As well, learn that MATLAB does NOT use implicit multiplication. So xy is just the variable xy, here, undefined.
syms x y z T
solve(y==1/T+log(x), z==(x+y)/(1-x*y), exp(T)/x^2+z/x^3==1,[x,y,z])
So solve does not find a solution. At least not directly. Can we do some manipulation? First, play with the first equation, to get
y - log(x) = 1/T
and therefore
T = 1/(y - log(x))
Exponentiate to get exp(T).
exp(T) = exp(1/(y - log(x)))
Next, we can look at equation 3. Multiply by x^2.
exp(T) = x^2 - z/x
Which leaves us the pair of equations
x^2 - z/x == exp(1/(y - log(x)))
z==(x+y)/(1-x*y)
As you can see, these are independent of T. They will describe a curved path through the domain (x,y,z) , that is, if any numerical solution exists at all. But that path is COMPLETELY independent of T. Pick any value of T, and any point along that path will be a solution.
As such the plot you desire to see will be a simple one, of the form a + 1/T, if ANY solution exists. So a branch of a hyperbola in T. There a will be a function of z.
Can we do more? Yes, probably so. We can eliminate y temporarily, as:
isolate(z==(x+y)/(1-x*y),y)
EQ = subs(x^2 - z/x == exp(1/(y - log(x))),y,-(x-z)/(x*z+1))

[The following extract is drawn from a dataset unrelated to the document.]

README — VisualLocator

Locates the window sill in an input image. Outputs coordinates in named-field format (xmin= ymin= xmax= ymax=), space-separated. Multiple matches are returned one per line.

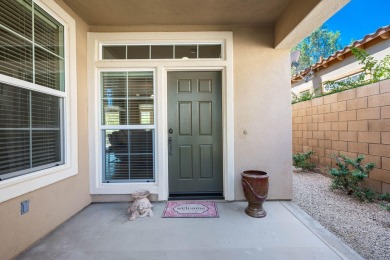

This is nothing terrible exciting. It certainly has no closed form resolution. But we can plot it.
fimplicit(EQ)
grid on
xlabel x
ylabel z
So a nasty looking thing, with multiple branches. It appears a solution exists for ANY value of z. In fact, for many values of z, there will be several solutions.
And that means the final plot you want to see is just that simple 3*z+1/T curve. Pick ANY value of x, and that will produce several solutions for z.